Utiliser le crâne, traditionel memento mori dans notre société contemporaine « sur-designée » et déjà envahie par ce motif, est plus pour Nikolaev un moyen de prolonger la référence à la Bulgarie médiévale de Khan Krum (VIIIe siècle après Jésus-Christ). Ce dernier ordonna que soit sculptée une coupe à vin dans le crâne de l’empereur byzantin Nicéphore Ier qu’il vainquit au combat. Les crânes de porcelaine de l’exposition de Stefan Nikolaev sont ici la démonstration physique d’une mémoire du «clan».

Dans I Hate America and America Hates Me (2009), c’est davantage en mémoire d’un événement artistique qu’a été réalisée l’image en métal du Coyote. Ce personnage de la Warner, ennemi juré du Road Runner apparaît de façon évidente – comme n’importe quel coyote présenté aujourd’hui dans un espace d’exposition – une réincarnation du célèbre compagnon de Joseph Beuys dans sa performance I like America and America Likes Me (1974). Son coyote enveloppé dans l’identifiable couverture de feutre avec sa canne s’est substitué à l’artiste-gourou et montre les juxtapositions possibles entre différentes formes d’expériences collectives ainsi qu’un dialogue entre culture populaire et culture savante.

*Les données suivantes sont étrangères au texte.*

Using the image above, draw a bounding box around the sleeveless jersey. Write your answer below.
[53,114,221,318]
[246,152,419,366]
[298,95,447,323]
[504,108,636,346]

L’expérience de Sefan Nikolaev réside dans une opposition de ses pôles d’existence. Né à Sofia en Bulgarie, il a vécu la moitié de sa vie à Paris. Même si les différences entre ces deux pays tendent à s’estomper, on ne peut cependant pas négliger la distance symbolique qui existe entre la brillante capitale occidentale et l’autre moitié de l’Europe (titre de la première grande exposition d’artistes contemporains d’Europe de l’Est après la chute du mur en 2000). L’artiste se positionne entre deux cultures et deux traditions, deux modèles d’éducation et de langage. Il tente de les interpréter et de «se» traduire dans les deux cultures tout en exprimant ses impressions et en évitant consciemment le symbolisme simpliste ou la narration.

L’objet le plus luxueux et le plus précieux de l’exposition, tant par son matériau que par sa signification, est Cry Me a River (2009). Cette réplique d’un distributeur automatique de billets est caractéristique du dialogue que Stefan Nikolaev construit entre iconoclasme et idolâtrie. Il ne s’agit pas simplement d’un ready-made ou d’une réplique d’un objet trivial dans un matériau plus noble.

On ne peut pas non plus la considérer comme une référence au Pop Art, modifiant l’échelle des nouveaux objets du désir, ni encore comme une forme esthétique, illusion d’une perfection que notre mémoire tend à produire. La réplique exacte d’un distributeur de billets galvanisé en or 24 carats devient l’autel clinquant d’un culte addictif. Le titre ironique de l’oeuvre doit être compris – selon l’artiste – comme un commentaire sur l’avenir encore obscur de la dépendance de l’homme à la machine, sur l’amour et la haine, le besoin de prothèse, la peur de l’oracle et de ses prédictions. Oswald Spengler a évidemment vu juste en disant que « l’argent est une catégorie de la pensée ». Impossible également d’oublier la célèbre formule de Fidel Castro : «le capitalisme utilise son argent, nous socialistes, le gaspillons.»